# Licking and chewing?



## Hidalgo13 (Dec 24, 2010)

So I was grooming this mare at my barn and when I finished I went over to her head and started to rub/massage it gently. She stayed still and seemed to greatly enjoy it. She then lowered her head a few inches, making it easier for me to rub her forehead, and then... s*he started to lick and chew!* 
This has happened to me before with another horse while rubbing and massaging her, but this time I was doing it on her neck and near her ears. She actually lowered her head rather low, blew out, did what sounded like a small nicker or something, and a bit later she started to lick and chew... 

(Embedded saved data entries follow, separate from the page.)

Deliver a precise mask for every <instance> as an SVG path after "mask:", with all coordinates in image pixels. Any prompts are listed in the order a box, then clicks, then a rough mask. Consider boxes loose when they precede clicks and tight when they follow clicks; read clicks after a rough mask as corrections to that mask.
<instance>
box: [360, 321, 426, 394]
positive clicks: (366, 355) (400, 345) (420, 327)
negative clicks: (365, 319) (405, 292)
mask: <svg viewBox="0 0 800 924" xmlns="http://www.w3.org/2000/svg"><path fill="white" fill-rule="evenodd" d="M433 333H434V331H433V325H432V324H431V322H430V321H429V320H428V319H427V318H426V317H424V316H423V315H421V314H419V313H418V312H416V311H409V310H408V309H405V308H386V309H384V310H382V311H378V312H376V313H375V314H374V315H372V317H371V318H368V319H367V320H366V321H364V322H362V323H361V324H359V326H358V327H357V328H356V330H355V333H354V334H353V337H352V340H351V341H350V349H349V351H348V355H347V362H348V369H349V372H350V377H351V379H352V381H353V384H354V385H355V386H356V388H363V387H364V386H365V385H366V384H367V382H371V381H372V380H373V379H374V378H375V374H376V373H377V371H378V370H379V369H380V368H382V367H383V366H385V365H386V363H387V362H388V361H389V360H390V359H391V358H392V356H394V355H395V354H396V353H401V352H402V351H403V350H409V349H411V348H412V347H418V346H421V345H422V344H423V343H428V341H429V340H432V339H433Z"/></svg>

I know this is a good sign but what does it mean? I am really curious to know! I know when you do join up it's the sign they accept you as a leader and want to come in with you, but I don't think it means quite exactly that in this circumstance.

Thanks!


----------



## mbender (Jul 22, 2009)

Let me tell you that licking and chewing is not a sign of accepting you as leader. Lowering the head is. Licking and chewing is a horses way of thinking and understanding what you want. So, I am not sure what, at that time, she was thinking of. Maybe she is beginning to relax and feel she can trust you.

Still, no matter, its a great feeling when a horse shows signs of accepting you as something she can trust in. This is just my opinion and what I've learned.
_Posted via Mobile Device_


----------



## Jessabel (Mar 19, 2009)

I've always been told that licking/lip wiggling/chewing is a sign of contentment or comfort. My mom's horse does that when I scratch his favorite spots. 

I'd say your horse really trusts you. :wink:


----------



## Hidalgo13 (Dec 24, 2010)

> Let me tell you that licking and chewing is not a sign of accepting you as leader. Lowering the head is. Licking and chewing is a horses way of thinking and understanding what you want.


thanks for the clarification! 



> I've always been told that licking/lip wiggling/chewing is a sign of contentment or comfort. My mom's horse does that when I scratch his favorite spots.
> 
> I'd say your horse really trusts you. :wink:


I'm happy to learn that. We also had a really good lesson that day and she listened to me much better then the previous time.  She is a very relaxed mare and trusts easily.


----------



## Poseidon (Oct 1, 2010)

Chewing, licking, and blowing out like a dragon just mean she's relaxed. If my vet comes out to do acupuncture once in a while, she does it until they start chewing and licking before she moves to the next spot.


----------



## tinyliny (Oct 31, 2009)

That mare was super relaxed, so take that as a compliment. She was licking and chewing in a mutual grooming mode. You know, in the pasture how horses will line up head to tail in a pair and groom each other.? As long as they each keep their mouth moving, it is a signal to the other that they still want to be groomed. If the don't do this mouth movement, it is as much to say, "that's enough, you can stop now."


----------



## Hidalgo13 (Dec 24, 2010)

> That mare was super relaxed, so take that as a compliment. She was licking and chewing in a mutual grooming mode. You know, in the pasture how horses will line up head to tail in a pair and groom each other.? As long as they each keep their mouth moving, it is a signal to the other that they still want to be groomed. If the don't do this mouth movement, it is as much to say, "that's enough, you can stop now."


Wow thanks for that great piece of info. That's really interesting.


----------